Combating Land Degradation in India:
- India is also a signatory to the United Nations Convention on Combating Desertification (UNCCD).
- India is committed to combat desertification and land degradation and intends to achieve land degradation neutral status by 2030.
- Land degradation neutrality’ (LDN) is a state where amount and quality of land resources remains stable or increases within specified temporal and spatial scales and ecosystems. In other words, India will not have net loss in terms of land degradation if it achieves LDN.
Note: The Ministry of Environment, Forest and Climate Change (MoEFCC) is the nodal Ministry to co-ordinate all issues pertaining to the Convention.
Schemes launched for capacity-building of the stakeholders at multiple levels:
- Pradhan Mantri Fasal Bima Yojana (PMFBY)
- National Food Security Mission (NFSM)
- Soil Health Card Scheme
- Pradhan Mantri Krishi Sinchayee Yojana (PKSY)
- Per Drop More Crop,
- Swacch Bharat mission,
- Har Khet Ko Pani (HKKP) and
- National Rural Drinking Water Programme.
Prevention and Control Measures for Land Degradation:
- Strip farming: It is a practice in which cultivated crops are sown in alternative strips to prevent water movement.
- Crop Rotation: It is one of the agricultural practice in which different crops are grown in same area following a rotation system which helps in replenishment of the soil.
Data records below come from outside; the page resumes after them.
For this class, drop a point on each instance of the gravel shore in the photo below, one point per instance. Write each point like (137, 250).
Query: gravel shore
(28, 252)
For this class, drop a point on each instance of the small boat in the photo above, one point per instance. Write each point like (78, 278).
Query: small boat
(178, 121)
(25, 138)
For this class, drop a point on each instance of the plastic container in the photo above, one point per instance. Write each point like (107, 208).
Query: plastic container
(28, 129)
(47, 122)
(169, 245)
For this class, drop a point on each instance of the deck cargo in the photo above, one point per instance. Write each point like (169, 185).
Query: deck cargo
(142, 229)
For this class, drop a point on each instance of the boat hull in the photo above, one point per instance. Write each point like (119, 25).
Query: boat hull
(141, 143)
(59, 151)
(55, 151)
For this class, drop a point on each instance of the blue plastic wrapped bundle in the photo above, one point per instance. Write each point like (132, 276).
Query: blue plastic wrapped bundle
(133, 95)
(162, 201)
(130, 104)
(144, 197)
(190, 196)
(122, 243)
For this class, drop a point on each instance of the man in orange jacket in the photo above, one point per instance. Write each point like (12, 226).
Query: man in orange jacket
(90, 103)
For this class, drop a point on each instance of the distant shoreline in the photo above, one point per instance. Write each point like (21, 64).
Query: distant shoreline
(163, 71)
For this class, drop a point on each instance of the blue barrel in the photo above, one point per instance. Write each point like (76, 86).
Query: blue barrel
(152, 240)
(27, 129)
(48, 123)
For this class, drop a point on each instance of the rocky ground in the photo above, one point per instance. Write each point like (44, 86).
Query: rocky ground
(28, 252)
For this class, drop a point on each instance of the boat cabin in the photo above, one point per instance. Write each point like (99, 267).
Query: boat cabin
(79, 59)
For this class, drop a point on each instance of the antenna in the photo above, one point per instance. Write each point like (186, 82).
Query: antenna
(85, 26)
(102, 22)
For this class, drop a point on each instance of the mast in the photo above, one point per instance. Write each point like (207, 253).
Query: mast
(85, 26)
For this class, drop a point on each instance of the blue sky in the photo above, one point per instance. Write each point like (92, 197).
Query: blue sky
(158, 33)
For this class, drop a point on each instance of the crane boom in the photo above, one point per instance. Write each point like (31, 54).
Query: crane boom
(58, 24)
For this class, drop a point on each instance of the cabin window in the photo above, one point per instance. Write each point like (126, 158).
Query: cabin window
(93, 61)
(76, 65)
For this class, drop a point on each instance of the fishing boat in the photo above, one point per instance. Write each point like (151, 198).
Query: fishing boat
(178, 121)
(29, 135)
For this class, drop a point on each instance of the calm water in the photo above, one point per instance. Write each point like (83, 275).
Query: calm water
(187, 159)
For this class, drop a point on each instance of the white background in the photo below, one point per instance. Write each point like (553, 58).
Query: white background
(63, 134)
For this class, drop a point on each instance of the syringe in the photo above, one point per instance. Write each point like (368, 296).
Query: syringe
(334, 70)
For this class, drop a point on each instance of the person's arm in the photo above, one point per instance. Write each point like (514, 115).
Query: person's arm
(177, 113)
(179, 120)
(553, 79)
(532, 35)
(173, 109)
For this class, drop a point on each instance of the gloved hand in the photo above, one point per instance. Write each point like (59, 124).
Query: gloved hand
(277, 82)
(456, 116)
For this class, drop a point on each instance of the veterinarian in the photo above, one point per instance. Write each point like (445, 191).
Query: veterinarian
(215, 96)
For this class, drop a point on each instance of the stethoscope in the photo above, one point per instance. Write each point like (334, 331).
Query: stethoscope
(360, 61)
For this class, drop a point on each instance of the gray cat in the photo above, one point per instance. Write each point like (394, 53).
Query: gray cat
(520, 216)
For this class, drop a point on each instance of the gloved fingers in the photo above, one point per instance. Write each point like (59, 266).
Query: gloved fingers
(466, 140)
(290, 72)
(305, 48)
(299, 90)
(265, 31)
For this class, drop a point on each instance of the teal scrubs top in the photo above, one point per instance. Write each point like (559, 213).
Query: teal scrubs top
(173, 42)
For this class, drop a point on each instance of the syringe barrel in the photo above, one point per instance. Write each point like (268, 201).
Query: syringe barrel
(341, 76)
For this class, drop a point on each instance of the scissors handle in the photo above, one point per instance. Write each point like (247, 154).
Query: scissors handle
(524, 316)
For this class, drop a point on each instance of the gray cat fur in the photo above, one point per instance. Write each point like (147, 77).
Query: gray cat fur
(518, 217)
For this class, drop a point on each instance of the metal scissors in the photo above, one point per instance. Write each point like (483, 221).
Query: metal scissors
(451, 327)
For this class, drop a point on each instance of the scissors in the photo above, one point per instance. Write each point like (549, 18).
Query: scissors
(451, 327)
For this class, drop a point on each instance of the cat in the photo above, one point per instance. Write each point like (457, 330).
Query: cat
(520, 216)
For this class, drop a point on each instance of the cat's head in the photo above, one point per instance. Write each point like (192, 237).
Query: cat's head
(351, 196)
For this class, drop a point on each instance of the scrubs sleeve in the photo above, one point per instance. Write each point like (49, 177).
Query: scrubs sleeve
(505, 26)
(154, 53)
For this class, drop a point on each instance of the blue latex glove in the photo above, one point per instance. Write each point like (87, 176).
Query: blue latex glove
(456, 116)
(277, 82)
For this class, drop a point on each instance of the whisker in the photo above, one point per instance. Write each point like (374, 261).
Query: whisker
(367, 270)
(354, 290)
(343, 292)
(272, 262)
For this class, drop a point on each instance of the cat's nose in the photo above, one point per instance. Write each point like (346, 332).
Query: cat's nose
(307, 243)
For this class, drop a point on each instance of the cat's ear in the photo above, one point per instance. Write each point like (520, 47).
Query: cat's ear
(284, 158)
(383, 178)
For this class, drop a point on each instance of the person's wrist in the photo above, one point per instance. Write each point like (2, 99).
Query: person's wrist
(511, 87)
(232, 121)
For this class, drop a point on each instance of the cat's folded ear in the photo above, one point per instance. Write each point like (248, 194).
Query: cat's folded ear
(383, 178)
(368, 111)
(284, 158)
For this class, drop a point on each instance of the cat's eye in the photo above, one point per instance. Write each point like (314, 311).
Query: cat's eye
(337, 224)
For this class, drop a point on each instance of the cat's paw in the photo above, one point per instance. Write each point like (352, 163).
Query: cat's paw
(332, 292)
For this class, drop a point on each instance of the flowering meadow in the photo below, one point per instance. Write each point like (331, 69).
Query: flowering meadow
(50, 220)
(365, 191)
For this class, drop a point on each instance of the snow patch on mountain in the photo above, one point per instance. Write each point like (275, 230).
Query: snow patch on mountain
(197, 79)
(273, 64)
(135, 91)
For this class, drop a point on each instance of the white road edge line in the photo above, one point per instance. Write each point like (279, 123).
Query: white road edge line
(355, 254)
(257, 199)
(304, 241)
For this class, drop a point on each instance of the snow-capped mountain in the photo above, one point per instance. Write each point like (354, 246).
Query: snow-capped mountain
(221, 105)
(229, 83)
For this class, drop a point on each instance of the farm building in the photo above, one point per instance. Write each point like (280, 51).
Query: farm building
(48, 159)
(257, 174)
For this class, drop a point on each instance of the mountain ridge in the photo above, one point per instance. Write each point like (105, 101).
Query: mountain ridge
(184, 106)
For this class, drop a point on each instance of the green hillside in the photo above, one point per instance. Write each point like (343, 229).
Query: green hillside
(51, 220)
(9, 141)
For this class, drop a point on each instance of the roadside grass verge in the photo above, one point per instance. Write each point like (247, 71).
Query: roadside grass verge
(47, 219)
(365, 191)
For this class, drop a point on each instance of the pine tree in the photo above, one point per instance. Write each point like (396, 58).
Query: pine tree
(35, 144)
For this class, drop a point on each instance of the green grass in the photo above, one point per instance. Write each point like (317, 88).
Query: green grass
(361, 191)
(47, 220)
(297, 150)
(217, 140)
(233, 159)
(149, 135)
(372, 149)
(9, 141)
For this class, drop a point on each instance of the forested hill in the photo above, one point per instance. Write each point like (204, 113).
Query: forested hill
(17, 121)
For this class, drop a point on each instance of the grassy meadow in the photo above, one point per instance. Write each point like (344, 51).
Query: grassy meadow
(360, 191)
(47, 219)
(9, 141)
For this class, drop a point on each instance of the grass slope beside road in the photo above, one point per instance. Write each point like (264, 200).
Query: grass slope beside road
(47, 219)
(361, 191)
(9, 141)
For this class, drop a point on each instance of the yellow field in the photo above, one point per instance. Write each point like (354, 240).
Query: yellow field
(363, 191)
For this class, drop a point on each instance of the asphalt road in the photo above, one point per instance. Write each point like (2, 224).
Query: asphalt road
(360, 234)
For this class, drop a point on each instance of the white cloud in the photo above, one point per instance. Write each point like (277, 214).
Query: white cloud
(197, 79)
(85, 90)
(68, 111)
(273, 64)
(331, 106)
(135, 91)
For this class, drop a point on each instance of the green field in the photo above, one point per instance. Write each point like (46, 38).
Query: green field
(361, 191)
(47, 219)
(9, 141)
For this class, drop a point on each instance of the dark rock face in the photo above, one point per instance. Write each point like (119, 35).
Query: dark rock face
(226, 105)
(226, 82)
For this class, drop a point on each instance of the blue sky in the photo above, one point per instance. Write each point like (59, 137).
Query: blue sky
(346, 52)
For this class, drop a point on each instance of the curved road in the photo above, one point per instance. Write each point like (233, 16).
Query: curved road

- Ridge and Furrow Formation: Soil erosion is one of the factors responsible for land degradation. It can be prevented by formation of ridge and furrow during irrigation which lessens run off.
- Construction of Dams: It checks or reduces the velocity of run off so that soil support vegetation.
- Contour Farming: It is usually practiced across the hill side and is useful in collecting and diverting the run off to avoid erosion.